Jiang Qing (江青), First Lady of the People's Republic of China during the rule of the "Great Chairman"

As Jiang Qing caressed the great Chairman’s head gently, she gave a soft kiss on his cheek before promising to return soon. Upon stepping out of Building 202, she bumped into the great Chairman’s personal physician, Dr Li Zhisui (李志绥, Lĭ Zhìsuī), who had been faithfully attending to the Chairman’s every ailing need. “May I have a word with you for a while?” he asked of her.

“Why, of course. Is this something to do with him?” she said, pointing into the room that she just departed from.

“Well actually, yes. Perhaps I should just go straight to the point and not waste any of your precious time. You are aware of the fact that our great Chairman suffered a heart attack three days ago, right?”

“Well, yes. That was what Hua told me when he called me back from my trip.”

“Quite so. This heart attack is no doubt worse than his last one a few months ago, and it has affected a larger area of his heart. After much persuasion, we also conducted an X-ray for him, from which we found out that his lung infection had become more severe over the last few days. Besides, his urine output had dipped down to less than 300 cc per day in these past few days,” the doctor explained.

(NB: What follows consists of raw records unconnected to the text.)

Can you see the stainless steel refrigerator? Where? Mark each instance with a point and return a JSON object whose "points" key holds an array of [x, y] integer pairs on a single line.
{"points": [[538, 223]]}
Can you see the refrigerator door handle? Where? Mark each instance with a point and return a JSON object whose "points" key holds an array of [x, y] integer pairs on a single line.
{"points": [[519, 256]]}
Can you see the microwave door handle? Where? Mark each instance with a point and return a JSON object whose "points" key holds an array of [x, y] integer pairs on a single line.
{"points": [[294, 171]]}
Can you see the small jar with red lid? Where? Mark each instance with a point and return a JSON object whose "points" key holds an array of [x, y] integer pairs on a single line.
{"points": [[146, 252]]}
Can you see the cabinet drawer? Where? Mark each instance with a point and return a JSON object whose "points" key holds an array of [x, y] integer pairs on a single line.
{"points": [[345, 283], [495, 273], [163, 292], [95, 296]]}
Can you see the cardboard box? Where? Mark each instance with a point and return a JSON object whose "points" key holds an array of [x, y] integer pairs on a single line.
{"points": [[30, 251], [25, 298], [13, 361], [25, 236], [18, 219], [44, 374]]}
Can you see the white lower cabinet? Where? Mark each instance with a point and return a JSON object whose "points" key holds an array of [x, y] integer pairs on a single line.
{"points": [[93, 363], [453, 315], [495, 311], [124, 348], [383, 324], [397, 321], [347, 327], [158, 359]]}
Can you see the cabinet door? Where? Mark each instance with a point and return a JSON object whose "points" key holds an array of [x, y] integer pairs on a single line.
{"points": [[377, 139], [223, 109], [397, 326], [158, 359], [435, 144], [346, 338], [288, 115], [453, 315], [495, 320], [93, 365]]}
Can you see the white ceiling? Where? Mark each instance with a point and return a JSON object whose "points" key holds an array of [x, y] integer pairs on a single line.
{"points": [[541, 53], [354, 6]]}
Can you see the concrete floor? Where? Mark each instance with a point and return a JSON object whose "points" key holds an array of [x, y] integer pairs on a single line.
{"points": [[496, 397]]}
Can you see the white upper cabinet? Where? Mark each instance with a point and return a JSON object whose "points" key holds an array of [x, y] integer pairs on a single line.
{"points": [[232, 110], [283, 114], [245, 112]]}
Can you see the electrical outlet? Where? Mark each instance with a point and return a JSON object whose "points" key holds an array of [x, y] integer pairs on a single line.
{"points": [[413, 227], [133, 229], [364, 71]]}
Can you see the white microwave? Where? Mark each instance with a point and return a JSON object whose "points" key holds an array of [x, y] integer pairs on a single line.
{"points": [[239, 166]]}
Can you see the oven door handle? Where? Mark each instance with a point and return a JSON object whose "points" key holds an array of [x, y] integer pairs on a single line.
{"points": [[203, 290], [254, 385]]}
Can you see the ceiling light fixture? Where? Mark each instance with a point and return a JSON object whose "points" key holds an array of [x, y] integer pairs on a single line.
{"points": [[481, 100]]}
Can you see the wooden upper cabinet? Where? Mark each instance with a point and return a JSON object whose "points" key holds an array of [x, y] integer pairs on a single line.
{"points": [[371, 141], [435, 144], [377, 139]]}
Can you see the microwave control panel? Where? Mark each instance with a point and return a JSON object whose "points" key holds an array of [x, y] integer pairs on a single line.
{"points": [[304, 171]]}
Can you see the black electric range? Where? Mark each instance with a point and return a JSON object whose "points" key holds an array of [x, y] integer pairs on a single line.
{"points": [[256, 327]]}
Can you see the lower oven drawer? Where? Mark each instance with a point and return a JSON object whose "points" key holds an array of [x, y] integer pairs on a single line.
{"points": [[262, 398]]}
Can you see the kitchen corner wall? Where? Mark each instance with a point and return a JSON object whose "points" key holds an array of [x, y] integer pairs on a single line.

“And is there anything I can do to help?” asked the First Lady earnestly.

“There is one thing that we may require your assistance with. We need to monitor his complications, but it may be quite difficult for us to do so if we cannot take blood samples from him. He has adamantly resisted any efforts on our part to persuade him for blood tests. If you may just see what you can do to persuade him…”

“I understand, Dr Li. But I can’t promise you anything, since I can see that somewhere deep inside him, he harbours some resentment for me, judging from how he spoke to me the other day,” replied the First Lady. “Anyway, if there’s anything else that you would need me to do, do look me up in my chambers.”

“Of course he resents you; it’s just that he doesn’t show it too much. Seeing how you always make use of his position and influence to build your own, and seeing how little you actually care for him inside your heart…well, the Chairman is not altogether blind, you know. We can see that the only reason you care for him is because his death would put your own political position in jeopardy, and that’s probably why you resent Hua that much as well,” the doctor thought to himself as the First Lady walked back to the Spring Lotus Chamber.